Tuesday, November 1, 2016

What if the loser on election night doesn't concede?

Whether the loser of an election sees fit to embrace defeat and publicly concede is mostly immaterial.
"It doesn't have any independent legal effect," Rick Hasen, a University of California-Irvine professor who runs the popular Election Law Blog told CNN. "If he concedes or he doesn't concede, the votes totals will be what they will be."
Recounts are triggered automatically in 20 states and the District of Columbia when the margin of victory is sufficiently narrow, according to different laws in each of those states. The parameters vary -- in Florida and Pennsylvania, it's a margin of 0.5% or less of the total vote, while Michigan requires a deficit of 2,000 votes or less.
According to CNN, the most notable recount in recent times, after the 2000 presidential vote in Florida, began not -- as the Donald Trump campaign has suggested -- at the behest of a litigious and sour Al Gore, but in accordance with the state's predetermined rules for sorting such a narrow vote.
In all, 43 states "permit a losing candidate, a voter, a group of voters or other concerned parties to petition for a recount," according to the National Conference of State Legislatures. But at least a few require the loser to meet some benchmark, like in Idaho where requests are only heard if the margin is less than 0.1%.

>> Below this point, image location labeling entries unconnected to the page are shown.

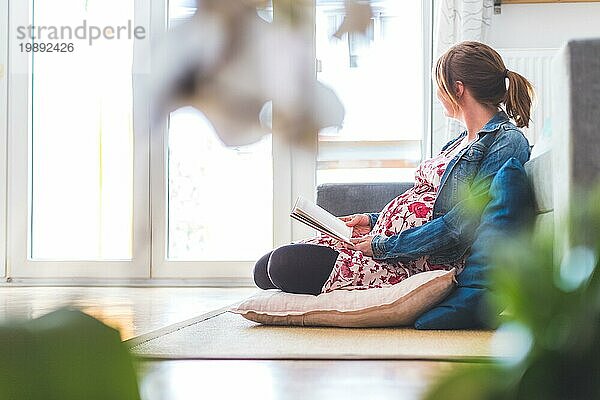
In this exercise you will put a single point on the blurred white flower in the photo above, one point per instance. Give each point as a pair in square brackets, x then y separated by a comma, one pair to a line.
[357, 19]
[229, 63]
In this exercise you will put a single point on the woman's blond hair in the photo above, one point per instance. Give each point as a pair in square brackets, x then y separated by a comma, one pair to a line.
[481, 69]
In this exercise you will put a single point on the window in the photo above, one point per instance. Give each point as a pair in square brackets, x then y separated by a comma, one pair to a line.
[98, 192]
[379, 78]
[3, 126]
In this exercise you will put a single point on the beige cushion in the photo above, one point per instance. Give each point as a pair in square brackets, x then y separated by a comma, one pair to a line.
[395, 305]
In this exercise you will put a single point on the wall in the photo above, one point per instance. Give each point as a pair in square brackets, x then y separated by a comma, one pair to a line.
[546, 25]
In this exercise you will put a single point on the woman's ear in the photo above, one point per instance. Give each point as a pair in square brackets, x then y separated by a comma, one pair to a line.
[459, 89]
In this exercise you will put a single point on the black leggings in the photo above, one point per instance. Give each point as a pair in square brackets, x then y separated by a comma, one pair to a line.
[295, 268]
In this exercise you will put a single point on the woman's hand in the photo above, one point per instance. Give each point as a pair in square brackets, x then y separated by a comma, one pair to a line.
[362, 244]
[360, 223]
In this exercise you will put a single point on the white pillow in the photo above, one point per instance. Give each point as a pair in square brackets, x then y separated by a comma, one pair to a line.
[395, 305]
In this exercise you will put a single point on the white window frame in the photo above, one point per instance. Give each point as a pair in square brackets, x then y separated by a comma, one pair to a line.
[19, 264]
[214, 272]
[3, 129]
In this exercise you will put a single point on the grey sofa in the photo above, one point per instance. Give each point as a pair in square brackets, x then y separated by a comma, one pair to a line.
[573, 148]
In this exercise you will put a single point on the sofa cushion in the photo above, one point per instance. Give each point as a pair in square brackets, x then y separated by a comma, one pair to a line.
[395, 305]
[510, 208]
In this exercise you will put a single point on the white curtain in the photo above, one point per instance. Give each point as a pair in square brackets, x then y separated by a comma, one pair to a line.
[456, 21]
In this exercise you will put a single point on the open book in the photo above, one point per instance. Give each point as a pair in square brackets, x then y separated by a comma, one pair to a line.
[321, 220]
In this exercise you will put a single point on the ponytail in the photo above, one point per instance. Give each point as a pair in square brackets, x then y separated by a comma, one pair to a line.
[518, 99]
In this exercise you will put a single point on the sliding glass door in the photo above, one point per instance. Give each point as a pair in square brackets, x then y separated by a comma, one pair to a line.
[96, 191]
[213, 208]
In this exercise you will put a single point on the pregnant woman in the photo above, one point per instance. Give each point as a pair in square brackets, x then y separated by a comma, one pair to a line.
[431, 225]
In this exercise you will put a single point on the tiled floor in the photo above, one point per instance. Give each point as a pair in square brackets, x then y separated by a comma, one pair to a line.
[135, 311]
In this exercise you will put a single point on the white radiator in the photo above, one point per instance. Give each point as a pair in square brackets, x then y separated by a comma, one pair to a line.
[535, 65]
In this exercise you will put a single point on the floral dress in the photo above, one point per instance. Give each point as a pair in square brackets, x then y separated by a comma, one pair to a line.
[354, 270]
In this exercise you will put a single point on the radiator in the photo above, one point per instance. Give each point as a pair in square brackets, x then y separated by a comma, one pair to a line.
[535, 65]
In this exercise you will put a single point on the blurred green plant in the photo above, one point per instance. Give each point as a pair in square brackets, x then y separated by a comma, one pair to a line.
[550, 284]
[65, 355]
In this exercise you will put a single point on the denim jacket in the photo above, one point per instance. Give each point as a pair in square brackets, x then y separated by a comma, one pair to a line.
[449, 234]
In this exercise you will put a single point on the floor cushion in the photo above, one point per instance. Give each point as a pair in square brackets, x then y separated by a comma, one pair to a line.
[397, 305]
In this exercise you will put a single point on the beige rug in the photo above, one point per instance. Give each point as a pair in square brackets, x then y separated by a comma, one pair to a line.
[223, 335]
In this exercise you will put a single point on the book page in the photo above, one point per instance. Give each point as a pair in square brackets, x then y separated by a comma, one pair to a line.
[307, 210]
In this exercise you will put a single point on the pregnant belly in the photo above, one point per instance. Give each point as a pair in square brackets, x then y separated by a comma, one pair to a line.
[406, 211]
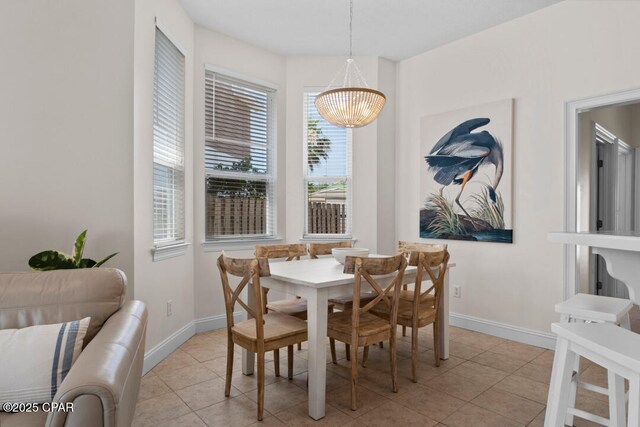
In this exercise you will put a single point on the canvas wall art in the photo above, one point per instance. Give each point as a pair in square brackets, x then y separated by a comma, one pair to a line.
[465, 174]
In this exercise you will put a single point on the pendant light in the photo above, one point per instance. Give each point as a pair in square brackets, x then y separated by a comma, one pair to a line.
[354, 104]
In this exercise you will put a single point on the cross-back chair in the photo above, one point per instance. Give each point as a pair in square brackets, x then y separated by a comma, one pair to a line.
[262, 332]
[406, 248]
[359, 327]
[424, 306]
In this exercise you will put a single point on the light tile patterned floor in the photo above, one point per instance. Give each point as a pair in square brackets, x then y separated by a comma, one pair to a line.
[487, 381]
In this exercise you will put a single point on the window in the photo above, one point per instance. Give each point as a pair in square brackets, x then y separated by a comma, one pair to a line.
[239, 159]
[168, 143]
[327, 175]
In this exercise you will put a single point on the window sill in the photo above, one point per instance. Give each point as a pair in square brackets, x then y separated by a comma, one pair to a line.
[170, 251]
[238, 245]
[327, 238]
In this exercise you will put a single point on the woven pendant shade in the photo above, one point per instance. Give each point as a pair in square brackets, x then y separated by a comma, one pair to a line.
[350, 107]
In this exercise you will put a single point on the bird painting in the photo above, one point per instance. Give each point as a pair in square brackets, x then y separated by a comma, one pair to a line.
[465, 173]
[458, 155]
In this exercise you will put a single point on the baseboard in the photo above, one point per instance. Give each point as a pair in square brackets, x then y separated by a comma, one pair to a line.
[158, 353]
[219, 321]
[503, 330]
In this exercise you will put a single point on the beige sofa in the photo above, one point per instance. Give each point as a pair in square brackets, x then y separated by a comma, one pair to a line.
[104, 382]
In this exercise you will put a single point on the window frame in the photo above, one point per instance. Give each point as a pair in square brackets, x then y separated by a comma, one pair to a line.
[271, 177]
[306, 236]
[175, 245]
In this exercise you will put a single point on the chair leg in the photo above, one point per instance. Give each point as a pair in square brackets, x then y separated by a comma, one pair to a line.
[634, 401]
[617, 400]
[332, 345]
[276, 361]
[260, 385]
[393, 348]
[354, 377]
[414, 354]
[227, 383]
[560, 386]
[290, 362]
[436, 341]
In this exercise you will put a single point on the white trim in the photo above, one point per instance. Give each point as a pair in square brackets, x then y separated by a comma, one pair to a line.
[218, 321]
[233, 74]
[503, 330]
[170, 344]
[158, 353]
[572, 133]
[238, 244]
[170, 251]
[167, 32]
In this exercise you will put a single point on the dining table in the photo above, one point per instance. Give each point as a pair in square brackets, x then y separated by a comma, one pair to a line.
[317, 280]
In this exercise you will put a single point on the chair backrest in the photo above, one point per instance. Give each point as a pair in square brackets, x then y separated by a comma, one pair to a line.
[435, 265]
[250, 271]
[367, 268]
[316, 249]
[406, 248]
[289, 252]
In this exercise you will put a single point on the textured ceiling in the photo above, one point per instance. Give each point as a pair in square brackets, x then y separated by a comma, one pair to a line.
[394, 29]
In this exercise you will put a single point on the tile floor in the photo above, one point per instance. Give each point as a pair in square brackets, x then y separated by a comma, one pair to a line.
[487, 381]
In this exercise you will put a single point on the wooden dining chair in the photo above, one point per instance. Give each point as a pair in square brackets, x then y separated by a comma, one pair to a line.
[406, 248]
[424, 306]
[262, 332]
[360, 328]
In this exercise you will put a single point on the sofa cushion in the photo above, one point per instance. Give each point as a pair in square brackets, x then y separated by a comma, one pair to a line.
[35, 360]
[39, 298]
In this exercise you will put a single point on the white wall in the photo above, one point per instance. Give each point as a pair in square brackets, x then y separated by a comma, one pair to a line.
[221, 51]
[564, 52]
[169, 279]
[66, 131]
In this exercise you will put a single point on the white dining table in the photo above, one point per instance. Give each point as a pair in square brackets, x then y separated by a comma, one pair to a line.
[317, 280]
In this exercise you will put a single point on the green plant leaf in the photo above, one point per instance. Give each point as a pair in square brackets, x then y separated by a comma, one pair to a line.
[99, 263]
[86, 263]
[51, 260]
[78, 248]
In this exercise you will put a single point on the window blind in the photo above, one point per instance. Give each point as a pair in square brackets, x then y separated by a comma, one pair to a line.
[239, 159]
[168, 143]
[327, 174]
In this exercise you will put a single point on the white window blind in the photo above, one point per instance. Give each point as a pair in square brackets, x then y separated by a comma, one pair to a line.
[168, 143]
[327, 178]
[239, 159]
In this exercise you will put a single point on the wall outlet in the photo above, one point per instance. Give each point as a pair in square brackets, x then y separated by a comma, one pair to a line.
[457, 291]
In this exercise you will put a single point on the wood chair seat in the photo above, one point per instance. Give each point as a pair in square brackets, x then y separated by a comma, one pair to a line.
[345, 302]
[280, 330]
[373, 329]
[426, 314]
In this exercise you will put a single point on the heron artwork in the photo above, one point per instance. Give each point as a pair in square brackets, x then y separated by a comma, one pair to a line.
[463, 171]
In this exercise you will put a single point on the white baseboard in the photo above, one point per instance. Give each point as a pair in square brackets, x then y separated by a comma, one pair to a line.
[219, 321]
[503, 330]
[158, 353]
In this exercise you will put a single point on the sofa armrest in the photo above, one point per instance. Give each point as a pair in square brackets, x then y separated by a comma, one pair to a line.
[104, 382]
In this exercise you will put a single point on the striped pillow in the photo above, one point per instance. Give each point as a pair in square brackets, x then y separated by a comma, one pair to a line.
[35, 360]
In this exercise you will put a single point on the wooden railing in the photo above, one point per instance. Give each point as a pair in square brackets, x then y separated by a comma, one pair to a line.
[248, 215]
[327, 218]
[236, 215]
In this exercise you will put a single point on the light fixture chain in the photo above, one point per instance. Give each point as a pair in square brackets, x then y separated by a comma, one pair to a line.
[350, 28]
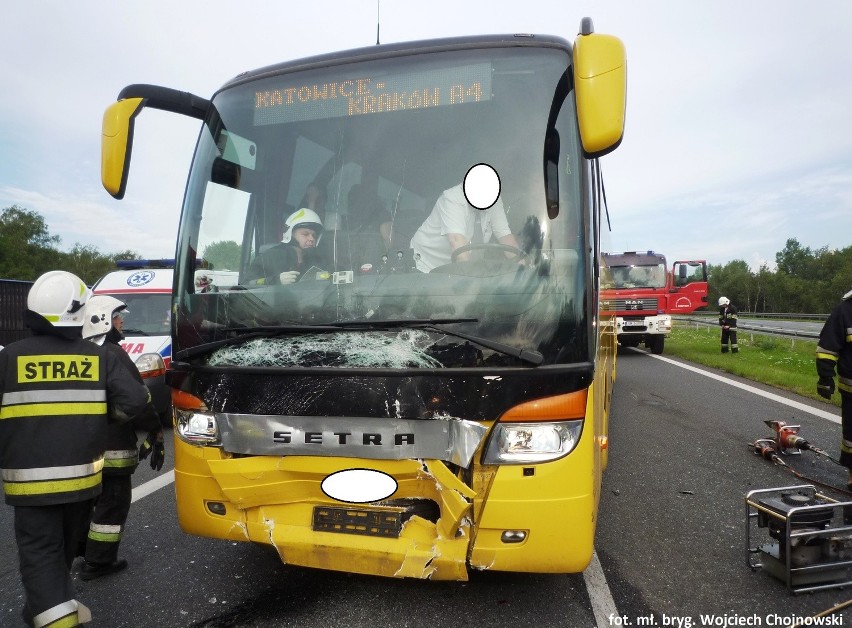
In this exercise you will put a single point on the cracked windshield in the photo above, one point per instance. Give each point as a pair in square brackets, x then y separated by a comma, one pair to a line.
[334, 219]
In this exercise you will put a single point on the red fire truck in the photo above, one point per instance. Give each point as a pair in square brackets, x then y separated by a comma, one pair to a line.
[643, 294]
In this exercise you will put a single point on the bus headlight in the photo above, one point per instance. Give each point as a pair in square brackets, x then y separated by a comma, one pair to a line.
[150, 365]
[530, 443]
[197, 428]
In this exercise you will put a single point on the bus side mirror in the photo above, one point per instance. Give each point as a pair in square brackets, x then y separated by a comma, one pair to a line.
[600, 81]
[117, 143]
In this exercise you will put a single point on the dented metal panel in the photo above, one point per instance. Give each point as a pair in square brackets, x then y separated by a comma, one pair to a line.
[443, 438]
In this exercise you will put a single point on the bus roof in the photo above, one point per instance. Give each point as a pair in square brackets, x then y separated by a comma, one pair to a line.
[403, 48]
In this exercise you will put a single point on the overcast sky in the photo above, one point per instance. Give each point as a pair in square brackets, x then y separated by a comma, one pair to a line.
[738, 131]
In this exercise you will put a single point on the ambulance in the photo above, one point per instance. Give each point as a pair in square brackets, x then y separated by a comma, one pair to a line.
[146, 287]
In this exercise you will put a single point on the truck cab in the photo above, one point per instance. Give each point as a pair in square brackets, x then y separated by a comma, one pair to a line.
[638, 288]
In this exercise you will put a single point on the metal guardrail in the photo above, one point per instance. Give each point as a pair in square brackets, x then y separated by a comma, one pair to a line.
[780, 330]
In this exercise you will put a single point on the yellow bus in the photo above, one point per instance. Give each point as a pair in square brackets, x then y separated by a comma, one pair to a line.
[395, 403]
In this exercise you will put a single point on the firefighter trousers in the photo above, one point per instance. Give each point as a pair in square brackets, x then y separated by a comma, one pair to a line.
[108, 519]
[729, 334]
[846, 421]
[48, 538]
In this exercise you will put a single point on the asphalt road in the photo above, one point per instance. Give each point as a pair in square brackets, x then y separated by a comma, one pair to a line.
[671, 537]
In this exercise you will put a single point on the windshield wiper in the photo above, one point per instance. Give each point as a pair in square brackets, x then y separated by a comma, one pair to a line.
[436, 324]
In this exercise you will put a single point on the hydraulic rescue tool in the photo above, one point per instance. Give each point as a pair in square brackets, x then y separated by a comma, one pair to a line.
[806, 535]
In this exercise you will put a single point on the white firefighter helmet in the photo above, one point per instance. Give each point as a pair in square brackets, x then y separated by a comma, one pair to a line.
[59, 297]
[98, 315]
[302, 218]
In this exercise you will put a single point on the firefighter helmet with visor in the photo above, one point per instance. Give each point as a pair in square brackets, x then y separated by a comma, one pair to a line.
[302, 218]
[59, 297]
[99, 312]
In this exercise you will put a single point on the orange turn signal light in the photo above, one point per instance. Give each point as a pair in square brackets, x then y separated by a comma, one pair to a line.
[567, 407]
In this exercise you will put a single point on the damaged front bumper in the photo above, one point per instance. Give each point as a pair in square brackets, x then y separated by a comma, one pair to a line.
[279, 501]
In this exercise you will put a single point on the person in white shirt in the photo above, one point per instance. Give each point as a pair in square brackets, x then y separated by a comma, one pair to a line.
[452, 224]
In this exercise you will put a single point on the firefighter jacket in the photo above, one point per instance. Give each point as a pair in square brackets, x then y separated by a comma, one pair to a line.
[53, 417]
[122, 456]
[834, 348]
[728, 316]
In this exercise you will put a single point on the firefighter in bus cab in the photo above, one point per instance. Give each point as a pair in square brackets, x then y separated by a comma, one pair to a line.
[728, 322]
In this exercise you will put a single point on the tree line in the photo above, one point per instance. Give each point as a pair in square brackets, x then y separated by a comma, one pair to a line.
[804, 281]
[27, 250]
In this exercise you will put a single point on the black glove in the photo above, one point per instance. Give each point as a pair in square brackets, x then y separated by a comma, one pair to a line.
[154, 446]
[825, 387]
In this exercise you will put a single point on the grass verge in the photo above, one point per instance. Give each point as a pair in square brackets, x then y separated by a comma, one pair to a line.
[785, 363]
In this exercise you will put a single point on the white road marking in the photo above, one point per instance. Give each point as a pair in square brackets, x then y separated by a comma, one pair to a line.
[834, 418]
[603, 606]
[161, 481]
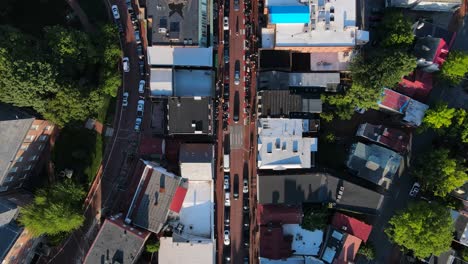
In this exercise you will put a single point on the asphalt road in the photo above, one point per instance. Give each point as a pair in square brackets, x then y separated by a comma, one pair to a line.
[119, 160]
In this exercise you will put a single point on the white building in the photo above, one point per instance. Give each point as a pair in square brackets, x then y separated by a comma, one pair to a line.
[281, 145]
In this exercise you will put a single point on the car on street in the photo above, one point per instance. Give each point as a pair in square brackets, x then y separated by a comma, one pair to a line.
[226, 181]
[115, 12]
[415, 189]
[125, 99]
[226, 23]
[227, 199]
[245, 186]
[227, 239]
[126, 64]
[141, 86]
[137, 124]
[237, 73]
[140, 108]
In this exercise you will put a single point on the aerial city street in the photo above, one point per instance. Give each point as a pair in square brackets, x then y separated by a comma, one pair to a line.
[234, 131]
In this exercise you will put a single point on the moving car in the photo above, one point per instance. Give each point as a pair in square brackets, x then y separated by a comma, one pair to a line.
[126, 64]
[415, 189]
[140, 108]
[226, 181]
[125, 99]
[115, 12]
[226, 23]
[141, 86]
[227, 239]
[137, 124]
[237, 73]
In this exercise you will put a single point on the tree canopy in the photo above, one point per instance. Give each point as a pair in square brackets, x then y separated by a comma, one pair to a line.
[440, 173]
[54, 210]
[455, 68]
[423, 228]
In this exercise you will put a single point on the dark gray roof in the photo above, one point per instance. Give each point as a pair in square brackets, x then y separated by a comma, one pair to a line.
[116, 243]
[9, 231]
[14, 126]
[189, 115]
[153, 197]
[174, 21]
[317, 188]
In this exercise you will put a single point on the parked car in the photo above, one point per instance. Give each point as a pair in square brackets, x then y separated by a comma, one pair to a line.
[137, 124]
[226, 23]
[115, 12]
[227, 199]
[141, 86]
[140, 108]
[415, 189]
[126, 64]
[125, 99]
[245, 186]
[227, 239]
[226, 181]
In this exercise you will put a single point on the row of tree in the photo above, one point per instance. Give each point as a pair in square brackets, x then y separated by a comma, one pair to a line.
[63, 76]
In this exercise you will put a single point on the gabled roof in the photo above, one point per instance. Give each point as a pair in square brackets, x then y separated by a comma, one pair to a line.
[351, 226]
[116, 242]
[278, 213]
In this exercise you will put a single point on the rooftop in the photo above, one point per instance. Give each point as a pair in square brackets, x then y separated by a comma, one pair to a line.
[279, 213]
[374, 163]
[14, 126]
[171, 252]
[392, 138]
[154, 196]
[317, 188]
[281, 145]
[196, 161]
[168, 56]
[177, 22]
[351, 226]
[116, 242]
[189, 115]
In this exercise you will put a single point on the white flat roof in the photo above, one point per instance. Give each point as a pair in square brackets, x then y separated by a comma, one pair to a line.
[193, 83]
[305, 242]
[171, 252]
[197, 210]
[180, 56]
[281, 145]
[334, 24]
[161, 82]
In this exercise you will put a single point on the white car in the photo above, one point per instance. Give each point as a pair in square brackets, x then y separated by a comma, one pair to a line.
[126, 64]
[137, 124]
[227, 239]
[140, 108]
[141, 86]
[245, 186]
[125, 99]
[227, 199]
[226, 23]
[115, 12]
[226, 181]
[415, 189]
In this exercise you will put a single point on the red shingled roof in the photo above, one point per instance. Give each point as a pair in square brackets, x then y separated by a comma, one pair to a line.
[269, 213]
[178, 199]
[352, 226]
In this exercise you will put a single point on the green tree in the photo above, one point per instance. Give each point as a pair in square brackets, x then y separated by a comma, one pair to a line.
[367, 250]
[395, 30]
[54, 210]
[440, 173]
[423, 228]
[439, 117]
[316, 218]
[456, 66]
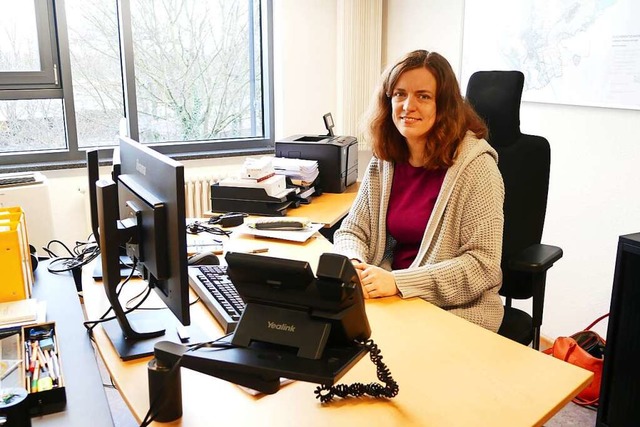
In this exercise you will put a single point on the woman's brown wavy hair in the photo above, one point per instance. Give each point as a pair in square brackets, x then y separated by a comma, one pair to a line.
[454, 116]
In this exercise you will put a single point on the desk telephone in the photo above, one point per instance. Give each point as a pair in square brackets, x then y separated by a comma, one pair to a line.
[326, 312]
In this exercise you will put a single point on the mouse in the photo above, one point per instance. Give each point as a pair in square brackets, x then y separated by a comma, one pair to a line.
[203, 258]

Ultimately, the identity of the new president will be certified by the House and Senate, where electoral votes are traditionally delivered in early January, and formally signed off on by the President of the Senate -- in this case, Vice President Joe Biden. Gore, like Richard Nixon four decades earlier, literally sealed his own fate.
So Trump's statement that "I'll keep you in suspense" is really no suspense at all--whether or not he accepts the outcome will be of little consequence.